Ele nem sabe dos livros que ela gosta,
não sabe que para falar qualquer coisa
suas idéias precisam amadurecer,
pensa e repensa as situações,
aprende muito de si tentando entender os outros.
Ele não sabe da maior parte dela.
Ela pensa que ele não a quer o suficiente para o amor,
o romance que alimentaria a sua alma seca.
Seu coração de deserto.
Não tinha quem resolvesse suas neuras,
se resolvia sozinha, calada num canto onde pudesse
encontrar Deus.
Festejaria os festejos de São JOão.
Queria ver as fogueiras acesas, o barulho das bombas,
o sonho de antes.
Ouvir as músicas que saiam das casas que festejavam.
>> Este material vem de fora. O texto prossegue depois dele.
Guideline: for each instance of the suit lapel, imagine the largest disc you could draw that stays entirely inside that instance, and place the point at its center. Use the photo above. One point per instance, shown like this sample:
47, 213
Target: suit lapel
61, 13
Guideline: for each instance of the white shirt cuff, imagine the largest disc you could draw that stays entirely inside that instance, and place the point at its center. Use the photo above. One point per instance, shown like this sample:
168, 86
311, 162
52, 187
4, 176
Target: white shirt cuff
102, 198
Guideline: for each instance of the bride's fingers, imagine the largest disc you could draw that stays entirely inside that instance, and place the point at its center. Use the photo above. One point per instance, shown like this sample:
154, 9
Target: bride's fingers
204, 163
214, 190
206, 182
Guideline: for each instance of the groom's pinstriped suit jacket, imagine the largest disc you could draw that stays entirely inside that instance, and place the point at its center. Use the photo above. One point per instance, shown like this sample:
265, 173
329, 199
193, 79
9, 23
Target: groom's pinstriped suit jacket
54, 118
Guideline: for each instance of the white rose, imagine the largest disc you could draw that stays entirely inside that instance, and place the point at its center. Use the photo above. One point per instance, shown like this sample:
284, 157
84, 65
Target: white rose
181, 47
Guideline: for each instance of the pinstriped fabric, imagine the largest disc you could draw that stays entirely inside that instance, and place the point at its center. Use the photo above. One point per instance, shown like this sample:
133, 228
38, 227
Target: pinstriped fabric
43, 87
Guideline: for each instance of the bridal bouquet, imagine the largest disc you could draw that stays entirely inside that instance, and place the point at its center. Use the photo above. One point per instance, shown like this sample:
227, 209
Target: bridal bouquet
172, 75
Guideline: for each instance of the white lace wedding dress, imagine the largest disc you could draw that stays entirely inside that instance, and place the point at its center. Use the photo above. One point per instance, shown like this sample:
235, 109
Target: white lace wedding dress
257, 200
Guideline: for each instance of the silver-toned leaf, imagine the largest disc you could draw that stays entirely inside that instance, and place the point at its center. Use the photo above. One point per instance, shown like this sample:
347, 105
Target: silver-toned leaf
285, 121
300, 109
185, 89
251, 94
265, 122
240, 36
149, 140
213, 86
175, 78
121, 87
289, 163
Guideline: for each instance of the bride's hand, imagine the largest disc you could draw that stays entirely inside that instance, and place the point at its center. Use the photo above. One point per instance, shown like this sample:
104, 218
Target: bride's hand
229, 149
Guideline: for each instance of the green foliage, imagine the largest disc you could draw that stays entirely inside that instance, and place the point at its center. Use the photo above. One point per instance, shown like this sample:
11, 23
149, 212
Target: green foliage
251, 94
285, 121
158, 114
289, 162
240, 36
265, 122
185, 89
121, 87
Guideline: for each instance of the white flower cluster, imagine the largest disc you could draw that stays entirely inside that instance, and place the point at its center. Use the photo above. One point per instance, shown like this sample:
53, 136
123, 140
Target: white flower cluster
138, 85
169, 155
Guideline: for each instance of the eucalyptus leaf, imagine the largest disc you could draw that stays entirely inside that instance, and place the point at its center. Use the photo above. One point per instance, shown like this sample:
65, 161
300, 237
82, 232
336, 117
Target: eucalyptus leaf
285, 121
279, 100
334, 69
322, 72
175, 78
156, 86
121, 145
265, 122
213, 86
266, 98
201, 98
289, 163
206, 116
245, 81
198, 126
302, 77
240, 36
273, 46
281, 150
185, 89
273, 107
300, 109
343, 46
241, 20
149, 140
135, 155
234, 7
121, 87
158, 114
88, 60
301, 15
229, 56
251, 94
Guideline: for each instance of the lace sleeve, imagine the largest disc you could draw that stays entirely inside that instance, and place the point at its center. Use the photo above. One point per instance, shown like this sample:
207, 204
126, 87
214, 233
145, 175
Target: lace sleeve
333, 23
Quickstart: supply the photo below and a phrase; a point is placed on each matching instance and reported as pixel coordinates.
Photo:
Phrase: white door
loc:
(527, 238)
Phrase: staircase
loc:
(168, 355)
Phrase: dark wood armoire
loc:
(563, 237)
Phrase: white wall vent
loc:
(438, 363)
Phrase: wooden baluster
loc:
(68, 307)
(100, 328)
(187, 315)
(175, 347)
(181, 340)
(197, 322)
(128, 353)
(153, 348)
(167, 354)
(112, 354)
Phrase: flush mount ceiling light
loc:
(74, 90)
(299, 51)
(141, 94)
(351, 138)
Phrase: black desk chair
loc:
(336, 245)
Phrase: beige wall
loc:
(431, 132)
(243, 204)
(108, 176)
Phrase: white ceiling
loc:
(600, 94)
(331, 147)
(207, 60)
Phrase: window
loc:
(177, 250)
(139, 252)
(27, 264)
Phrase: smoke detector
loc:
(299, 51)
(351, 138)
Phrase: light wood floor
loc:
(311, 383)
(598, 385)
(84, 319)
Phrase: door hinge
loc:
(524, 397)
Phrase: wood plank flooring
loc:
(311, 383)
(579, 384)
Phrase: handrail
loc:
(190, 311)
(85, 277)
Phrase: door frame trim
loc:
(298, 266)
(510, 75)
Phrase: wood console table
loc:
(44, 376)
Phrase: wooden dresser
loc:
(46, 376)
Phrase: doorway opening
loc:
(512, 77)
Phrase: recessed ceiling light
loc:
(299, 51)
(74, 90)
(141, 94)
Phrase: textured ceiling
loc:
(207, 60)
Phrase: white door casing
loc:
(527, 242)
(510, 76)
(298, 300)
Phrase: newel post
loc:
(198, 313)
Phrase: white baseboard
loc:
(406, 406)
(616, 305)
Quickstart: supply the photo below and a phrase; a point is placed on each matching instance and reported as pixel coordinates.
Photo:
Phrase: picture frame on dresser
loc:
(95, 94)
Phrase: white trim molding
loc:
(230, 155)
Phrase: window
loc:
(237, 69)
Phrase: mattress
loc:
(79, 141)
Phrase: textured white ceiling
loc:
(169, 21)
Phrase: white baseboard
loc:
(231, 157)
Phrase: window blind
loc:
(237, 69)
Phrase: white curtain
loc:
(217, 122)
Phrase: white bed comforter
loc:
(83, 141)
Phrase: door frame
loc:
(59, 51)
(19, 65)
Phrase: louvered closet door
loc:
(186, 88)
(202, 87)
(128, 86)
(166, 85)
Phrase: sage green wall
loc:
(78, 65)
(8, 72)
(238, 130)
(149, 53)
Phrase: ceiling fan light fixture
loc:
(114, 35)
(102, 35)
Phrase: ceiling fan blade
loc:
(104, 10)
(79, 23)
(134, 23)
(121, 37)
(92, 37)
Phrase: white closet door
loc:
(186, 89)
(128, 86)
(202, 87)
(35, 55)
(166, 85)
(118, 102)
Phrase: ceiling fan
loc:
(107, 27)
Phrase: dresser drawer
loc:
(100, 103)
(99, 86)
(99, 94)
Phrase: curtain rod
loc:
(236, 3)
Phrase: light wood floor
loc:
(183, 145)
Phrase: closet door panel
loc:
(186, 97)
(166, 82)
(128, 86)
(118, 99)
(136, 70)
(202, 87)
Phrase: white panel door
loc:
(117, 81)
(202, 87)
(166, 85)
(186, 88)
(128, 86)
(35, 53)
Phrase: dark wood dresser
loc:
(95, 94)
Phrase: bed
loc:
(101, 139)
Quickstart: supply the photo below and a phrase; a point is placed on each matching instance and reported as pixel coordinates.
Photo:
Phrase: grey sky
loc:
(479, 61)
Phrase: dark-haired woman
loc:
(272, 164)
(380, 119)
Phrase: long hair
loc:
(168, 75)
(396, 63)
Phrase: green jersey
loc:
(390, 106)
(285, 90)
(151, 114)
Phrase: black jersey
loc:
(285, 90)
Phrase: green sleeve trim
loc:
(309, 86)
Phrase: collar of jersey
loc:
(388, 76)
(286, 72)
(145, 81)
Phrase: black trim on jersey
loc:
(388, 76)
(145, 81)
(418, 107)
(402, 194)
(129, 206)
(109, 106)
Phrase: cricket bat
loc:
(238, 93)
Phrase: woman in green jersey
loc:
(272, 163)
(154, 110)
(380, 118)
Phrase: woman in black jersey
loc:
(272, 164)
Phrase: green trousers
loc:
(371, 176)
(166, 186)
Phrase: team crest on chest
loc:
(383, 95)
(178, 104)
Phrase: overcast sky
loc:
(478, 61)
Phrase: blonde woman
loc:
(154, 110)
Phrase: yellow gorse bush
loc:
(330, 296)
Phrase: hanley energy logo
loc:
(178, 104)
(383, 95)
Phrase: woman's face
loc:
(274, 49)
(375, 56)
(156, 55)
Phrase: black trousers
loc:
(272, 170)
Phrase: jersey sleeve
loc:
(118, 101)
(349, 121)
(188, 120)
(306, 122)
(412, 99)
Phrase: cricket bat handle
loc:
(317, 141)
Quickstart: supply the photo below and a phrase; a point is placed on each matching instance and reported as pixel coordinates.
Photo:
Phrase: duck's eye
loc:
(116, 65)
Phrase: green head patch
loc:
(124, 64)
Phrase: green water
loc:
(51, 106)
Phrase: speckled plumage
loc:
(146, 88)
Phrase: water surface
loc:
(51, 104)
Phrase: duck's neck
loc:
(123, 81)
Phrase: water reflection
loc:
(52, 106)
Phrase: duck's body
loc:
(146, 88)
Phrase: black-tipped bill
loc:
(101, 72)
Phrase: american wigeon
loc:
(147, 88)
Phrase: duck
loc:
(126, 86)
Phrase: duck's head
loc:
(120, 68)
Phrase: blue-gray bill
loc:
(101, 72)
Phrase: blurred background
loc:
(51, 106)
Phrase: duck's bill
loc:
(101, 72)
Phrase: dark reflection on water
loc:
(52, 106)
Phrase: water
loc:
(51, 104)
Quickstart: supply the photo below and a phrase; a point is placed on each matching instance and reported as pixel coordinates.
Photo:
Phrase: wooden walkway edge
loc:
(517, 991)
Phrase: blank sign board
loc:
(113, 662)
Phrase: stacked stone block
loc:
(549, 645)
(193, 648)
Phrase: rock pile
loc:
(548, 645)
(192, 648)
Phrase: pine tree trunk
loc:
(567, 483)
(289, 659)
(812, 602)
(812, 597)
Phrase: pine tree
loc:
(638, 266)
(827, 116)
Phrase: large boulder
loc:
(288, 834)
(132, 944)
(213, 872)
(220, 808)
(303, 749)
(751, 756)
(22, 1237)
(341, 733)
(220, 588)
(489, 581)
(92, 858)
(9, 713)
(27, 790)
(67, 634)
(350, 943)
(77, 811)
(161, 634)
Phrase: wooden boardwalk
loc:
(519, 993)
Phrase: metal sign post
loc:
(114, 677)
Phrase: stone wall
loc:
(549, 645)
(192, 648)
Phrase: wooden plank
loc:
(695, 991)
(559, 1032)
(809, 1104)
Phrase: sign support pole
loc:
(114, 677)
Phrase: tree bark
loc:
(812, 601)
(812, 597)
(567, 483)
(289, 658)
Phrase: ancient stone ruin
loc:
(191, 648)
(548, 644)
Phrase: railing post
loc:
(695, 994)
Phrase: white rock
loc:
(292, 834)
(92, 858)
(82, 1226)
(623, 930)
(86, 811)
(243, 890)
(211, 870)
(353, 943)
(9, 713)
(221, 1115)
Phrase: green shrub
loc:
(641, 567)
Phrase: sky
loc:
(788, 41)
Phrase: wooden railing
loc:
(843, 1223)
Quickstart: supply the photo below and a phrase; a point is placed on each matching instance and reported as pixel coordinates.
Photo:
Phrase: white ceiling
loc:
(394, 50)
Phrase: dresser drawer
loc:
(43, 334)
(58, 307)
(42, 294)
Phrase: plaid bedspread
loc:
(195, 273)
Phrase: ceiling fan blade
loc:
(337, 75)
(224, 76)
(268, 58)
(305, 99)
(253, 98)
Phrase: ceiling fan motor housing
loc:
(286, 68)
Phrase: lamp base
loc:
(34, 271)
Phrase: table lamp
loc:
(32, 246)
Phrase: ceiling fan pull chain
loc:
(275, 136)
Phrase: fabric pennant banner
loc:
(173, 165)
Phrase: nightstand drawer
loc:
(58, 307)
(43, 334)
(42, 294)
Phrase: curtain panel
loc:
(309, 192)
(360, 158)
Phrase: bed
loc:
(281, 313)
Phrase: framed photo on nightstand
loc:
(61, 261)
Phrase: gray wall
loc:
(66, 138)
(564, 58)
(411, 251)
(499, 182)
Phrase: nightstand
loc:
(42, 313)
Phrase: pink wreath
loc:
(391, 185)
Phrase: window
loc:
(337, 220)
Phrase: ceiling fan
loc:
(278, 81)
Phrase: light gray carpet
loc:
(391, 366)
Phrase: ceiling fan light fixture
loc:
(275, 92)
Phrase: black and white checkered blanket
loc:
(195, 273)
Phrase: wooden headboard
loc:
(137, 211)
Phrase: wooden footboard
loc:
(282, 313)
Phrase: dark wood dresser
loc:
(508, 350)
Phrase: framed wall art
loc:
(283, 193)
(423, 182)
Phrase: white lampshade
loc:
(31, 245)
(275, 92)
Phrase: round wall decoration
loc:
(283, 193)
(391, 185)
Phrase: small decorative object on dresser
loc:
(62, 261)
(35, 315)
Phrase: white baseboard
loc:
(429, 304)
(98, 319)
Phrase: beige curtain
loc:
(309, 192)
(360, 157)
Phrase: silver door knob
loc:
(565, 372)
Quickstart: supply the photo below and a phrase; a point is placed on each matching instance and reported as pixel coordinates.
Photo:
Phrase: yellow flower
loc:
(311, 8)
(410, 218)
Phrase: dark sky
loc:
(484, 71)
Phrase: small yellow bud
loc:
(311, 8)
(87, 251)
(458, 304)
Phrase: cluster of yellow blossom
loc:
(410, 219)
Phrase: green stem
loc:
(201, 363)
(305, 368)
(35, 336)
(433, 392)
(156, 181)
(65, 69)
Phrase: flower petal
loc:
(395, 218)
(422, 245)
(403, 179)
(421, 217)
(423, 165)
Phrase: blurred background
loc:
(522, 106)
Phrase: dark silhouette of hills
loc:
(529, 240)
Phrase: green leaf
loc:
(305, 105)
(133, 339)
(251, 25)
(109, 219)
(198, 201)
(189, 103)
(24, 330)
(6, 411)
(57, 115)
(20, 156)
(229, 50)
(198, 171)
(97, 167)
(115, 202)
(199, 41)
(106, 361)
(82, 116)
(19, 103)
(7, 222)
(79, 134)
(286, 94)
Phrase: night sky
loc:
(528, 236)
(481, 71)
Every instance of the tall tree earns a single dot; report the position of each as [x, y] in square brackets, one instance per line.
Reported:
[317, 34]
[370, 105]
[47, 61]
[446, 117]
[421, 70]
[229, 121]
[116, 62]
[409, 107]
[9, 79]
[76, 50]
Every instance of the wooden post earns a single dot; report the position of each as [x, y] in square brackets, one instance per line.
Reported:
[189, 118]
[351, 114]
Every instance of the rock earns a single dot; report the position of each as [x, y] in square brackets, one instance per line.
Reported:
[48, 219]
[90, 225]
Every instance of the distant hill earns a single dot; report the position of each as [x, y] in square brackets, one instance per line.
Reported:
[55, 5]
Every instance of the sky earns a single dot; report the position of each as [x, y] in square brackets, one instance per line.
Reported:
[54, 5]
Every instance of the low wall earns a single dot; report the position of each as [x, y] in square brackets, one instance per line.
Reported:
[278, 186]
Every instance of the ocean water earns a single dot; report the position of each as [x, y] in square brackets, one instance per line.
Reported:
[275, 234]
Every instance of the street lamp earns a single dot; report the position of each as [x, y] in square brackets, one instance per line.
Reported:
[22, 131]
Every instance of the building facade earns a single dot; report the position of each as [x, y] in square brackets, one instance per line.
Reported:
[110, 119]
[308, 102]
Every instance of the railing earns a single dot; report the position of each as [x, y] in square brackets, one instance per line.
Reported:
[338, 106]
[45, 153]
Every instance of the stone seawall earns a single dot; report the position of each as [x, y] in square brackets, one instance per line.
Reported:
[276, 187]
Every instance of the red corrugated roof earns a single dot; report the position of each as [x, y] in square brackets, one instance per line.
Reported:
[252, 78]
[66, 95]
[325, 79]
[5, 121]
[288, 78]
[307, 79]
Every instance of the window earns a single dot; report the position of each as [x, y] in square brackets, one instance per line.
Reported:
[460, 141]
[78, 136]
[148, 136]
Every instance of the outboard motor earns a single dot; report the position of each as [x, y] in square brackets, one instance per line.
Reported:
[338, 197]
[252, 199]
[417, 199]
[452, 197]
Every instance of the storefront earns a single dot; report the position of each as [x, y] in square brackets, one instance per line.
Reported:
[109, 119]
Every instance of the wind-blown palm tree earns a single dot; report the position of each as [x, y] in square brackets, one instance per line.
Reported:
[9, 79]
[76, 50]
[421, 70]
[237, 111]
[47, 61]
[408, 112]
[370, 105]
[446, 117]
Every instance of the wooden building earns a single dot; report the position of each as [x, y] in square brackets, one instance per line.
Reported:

Mesmo que a sua vida se parecesse com um corredor vazio.
Todo corredor leva a algum lugar.
Talvez amanhã. Quem sabe chegaria onde encheria de cheiro
de entardecer a sua alma cativa, esfomeada do mágico,
do comum diferenciado.
Disse que as coisas seriam diferentes.
E sem perceber ia morrendo para nascer outra vez...
Morrendo... e nem ela mesma sabia o que ficava ou o que ia.
Só conseguia decidir o que não queria mais, depois de tanto tempo.
Cai cai balão na minha rua cheia de sabão,
escorrega pela garganta e enche os meus pulmões,
aperta o meu coração.
Cai cai balão aqui na minha mão, como estrela que realiza desejo.